Additional Math Pages & Resources

Tuesday, September 29, 2009

Scoville and the Piquant Paprika

I had dinner in a Greek restaurant the other night with a large group of people.

Amy, sitting on my right, ordered a beef dish. The menu description was Piquant beef sirloin tips and onions spiced with twelve seasonings. That started a discussion of the word piquant and what it might mean.


Did piquant mean smelly, like Phil's BBQ? Did it mean hot, like chili powder? Was it spicy in some mysterious Greek way? Could it be ordered like Thai food, in degrees of piquancy? Can you make mine a 6 out of 10, please?

We needed some facts. Here's where I started.


  • Definition: Piquant is agreeably stimulating to the palate, pleasantly pungent, spicy, tart. Affecting the organs of taste or smell with a strong and possibly harsh sensation 
  • Pronunciation: pay-khan
  • Origin: from the French, 1630
  • Colors: red-orange 


I started a search for piquant things on the internet. Most were food-related. Here a sauce, there a market, everywhere a piquant. I turned to recipes.

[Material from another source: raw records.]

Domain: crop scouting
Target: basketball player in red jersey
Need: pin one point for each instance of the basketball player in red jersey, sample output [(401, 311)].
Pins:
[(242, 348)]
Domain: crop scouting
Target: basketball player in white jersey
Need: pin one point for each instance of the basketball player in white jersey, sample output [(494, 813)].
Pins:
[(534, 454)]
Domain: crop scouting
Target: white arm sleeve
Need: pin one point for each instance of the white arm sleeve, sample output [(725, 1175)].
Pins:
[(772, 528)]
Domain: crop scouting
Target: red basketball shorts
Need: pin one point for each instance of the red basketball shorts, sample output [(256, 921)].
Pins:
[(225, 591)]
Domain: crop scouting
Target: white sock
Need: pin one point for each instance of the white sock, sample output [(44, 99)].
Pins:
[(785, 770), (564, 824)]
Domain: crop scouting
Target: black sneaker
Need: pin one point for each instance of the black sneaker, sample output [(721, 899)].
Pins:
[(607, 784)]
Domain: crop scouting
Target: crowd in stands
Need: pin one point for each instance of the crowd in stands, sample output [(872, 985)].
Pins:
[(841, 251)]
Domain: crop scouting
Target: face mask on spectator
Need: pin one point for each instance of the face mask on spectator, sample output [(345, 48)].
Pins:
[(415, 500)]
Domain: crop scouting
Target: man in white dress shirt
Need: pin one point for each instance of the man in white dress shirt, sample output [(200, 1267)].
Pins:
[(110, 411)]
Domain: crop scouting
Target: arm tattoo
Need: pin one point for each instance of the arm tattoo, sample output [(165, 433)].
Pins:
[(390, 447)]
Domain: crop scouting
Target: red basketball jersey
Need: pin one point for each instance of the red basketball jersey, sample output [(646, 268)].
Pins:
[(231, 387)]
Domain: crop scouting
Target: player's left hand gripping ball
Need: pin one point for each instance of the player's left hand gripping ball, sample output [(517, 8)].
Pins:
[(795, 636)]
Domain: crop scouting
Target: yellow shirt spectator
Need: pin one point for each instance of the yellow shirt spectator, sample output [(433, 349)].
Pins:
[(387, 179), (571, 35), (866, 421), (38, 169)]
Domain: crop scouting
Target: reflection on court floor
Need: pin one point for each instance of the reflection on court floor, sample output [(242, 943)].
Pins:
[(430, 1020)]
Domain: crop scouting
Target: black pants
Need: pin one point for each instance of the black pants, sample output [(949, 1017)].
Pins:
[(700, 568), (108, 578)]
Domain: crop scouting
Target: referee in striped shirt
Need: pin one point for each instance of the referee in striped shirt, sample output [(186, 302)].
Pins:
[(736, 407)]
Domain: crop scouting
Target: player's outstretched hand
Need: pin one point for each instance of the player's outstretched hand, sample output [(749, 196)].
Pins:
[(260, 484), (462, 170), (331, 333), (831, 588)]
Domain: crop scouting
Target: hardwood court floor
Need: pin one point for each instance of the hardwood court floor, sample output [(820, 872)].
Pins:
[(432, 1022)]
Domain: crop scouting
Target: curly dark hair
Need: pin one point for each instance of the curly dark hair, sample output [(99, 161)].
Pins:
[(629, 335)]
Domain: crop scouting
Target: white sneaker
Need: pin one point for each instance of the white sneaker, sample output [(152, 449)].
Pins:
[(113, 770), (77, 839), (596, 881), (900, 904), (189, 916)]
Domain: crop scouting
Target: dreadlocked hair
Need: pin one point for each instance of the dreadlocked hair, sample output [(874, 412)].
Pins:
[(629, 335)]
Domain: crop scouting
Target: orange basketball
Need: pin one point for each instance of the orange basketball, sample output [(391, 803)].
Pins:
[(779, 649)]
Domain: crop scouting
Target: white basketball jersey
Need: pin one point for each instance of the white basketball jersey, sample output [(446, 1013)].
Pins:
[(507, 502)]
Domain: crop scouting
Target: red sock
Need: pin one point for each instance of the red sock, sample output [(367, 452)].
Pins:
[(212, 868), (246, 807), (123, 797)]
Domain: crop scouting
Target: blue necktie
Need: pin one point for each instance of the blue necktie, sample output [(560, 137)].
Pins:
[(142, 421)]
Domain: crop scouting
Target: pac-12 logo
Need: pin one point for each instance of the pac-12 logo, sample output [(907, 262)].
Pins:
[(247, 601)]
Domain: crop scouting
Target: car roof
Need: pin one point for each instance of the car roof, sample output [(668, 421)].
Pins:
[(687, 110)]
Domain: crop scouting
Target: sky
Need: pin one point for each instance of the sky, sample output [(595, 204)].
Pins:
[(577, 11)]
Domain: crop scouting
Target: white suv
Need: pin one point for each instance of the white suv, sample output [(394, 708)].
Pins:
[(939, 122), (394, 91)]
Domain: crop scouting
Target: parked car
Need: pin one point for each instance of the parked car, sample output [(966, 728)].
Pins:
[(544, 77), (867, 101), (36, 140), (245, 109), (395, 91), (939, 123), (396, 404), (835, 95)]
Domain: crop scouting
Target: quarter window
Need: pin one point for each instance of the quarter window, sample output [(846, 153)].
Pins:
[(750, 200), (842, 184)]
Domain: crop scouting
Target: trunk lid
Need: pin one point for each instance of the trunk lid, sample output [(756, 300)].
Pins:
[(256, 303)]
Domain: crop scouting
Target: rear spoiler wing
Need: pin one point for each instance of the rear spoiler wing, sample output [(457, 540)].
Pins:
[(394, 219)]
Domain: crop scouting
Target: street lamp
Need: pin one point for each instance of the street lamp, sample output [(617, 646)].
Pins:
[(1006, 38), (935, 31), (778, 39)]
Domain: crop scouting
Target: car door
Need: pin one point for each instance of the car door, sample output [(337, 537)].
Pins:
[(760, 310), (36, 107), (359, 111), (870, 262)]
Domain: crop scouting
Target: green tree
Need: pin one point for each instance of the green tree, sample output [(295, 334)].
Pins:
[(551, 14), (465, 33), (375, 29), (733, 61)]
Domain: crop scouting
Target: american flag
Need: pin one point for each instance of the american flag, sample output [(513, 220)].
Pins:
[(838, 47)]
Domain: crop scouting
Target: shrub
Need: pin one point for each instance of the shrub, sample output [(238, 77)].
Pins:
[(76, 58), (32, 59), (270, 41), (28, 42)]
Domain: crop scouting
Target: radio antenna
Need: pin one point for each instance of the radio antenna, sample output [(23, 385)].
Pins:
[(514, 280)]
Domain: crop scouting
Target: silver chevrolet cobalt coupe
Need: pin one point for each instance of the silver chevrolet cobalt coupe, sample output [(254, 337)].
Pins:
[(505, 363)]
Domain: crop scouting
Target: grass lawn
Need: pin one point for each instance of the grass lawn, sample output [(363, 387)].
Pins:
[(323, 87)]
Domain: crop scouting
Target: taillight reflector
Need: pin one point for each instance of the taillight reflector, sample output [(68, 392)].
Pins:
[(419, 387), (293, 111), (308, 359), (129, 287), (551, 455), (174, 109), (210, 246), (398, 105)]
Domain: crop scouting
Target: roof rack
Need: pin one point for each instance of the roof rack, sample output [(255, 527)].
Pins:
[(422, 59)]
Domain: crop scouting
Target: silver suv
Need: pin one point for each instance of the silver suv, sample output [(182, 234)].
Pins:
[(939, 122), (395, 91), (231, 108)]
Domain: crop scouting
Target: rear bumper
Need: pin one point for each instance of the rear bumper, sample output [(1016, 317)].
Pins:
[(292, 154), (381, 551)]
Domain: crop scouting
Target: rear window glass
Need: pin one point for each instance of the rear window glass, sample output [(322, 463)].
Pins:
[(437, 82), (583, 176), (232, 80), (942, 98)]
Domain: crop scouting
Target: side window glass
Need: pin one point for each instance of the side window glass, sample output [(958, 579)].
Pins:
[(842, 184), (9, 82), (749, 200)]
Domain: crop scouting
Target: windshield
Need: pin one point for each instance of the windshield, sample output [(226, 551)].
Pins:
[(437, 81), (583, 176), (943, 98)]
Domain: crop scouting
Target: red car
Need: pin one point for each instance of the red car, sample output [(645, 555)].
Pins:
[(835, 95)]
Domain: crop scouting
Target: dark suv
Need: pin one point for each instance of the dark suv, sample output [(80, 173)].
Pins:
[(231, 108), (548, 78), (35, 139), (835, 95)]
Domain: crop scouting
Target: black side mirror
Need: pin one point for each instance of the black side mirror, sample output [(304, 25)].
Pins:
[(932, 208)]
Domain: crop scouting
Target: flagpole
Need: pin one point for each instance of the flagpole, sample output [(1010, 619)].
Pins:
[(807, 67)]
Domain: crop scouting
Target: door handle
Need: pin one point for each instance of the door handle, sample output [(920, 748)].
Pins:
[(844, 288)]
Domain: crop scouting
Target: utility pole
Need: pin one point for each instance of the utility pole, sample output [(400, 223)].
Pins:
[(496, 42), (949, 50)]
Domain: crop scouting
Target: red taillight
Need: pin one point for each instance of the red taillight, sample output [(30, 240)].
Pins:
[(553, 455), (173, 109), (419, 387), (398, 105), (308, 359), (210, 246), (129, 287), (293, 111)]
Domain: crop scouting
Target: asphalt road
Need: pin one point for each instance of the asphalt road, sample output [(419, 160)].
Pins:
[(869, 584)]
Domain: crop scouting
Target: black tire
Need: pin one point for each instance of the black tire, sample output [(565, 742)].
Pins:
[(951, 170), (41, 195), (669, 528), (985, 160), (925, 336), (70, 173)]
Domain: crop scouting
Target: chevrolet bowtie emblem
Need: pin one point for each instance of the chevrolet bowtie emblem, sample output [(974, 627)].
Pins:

Piquant was usually associated with a sauce. It was eaten with meat, or occasionally vegetables. Often the recipes had a Cajun theme, with alligator or frog's legs.

I looked for common ingredients and found: Bell Peppers, Cayenne Pepper. Green peppers. Jalapeno peppers. Papriki (dried, ground peppers). Occasionally I saw Mustard, or Wasabi.

Aha! The common thread in piquant is a little zing added by some form of peppers or mustard. This photo pretty much sums it up. As does this recipe from the same source.

Peppers and Penzeys’ Paprika Produce Piquant Paprikash


Now that I felt comfortable with the origins and production of piquant food, I realized I another problem.

How would I get a math theme out of this?

Let's go back to the piquancy. How do you specify spiciness in your supper?
  • Do you go to the same restaurant and learn by trial and ouch error? 
  • Do you avoid all spicy foods? 
  • Do you only eat your own cooking?
There has to be another way.

One approach is the Scoville Scale of Spiciness, which we discuss in 6th grade Excel Math.

About 100 years ago, scientist Wilbur Scoville developed a temperature scale to measure the heat of chili peppers. He knew spiciness is created by a chemical called Capsaicin, found in plants of the Capsicum family. He knew a tongue was more sensitive than any available machine.

Scoville soaked his peppers in alcohol, which extracted the "heat" components. This liquid pepper extract was diluted in sugar water until the sting could just be detected by a panel of tasters. This is similar to how we measure the concentration of odors.  


The dilution factor becomes the basis of a Scoville rating. Sweet peppers are 0 units. Mild poblano and Anaheim chilis are around 1,000 Scoville units. The hottest habanero chilis are rated 200,000 - 500,000!

Granted, this isn't the easiest way to measure seasonings, since we shouldn't subject our sweethearts to sipping spicy sugar syrup.

An alternative method is to use liquid chromatology to measure the heat-producing chemicals in your pepper, and rate them in American Spice Trade Association (ASTA) pungency units.

More realistically, we just season by a pinch or a pour 'til it's piquant!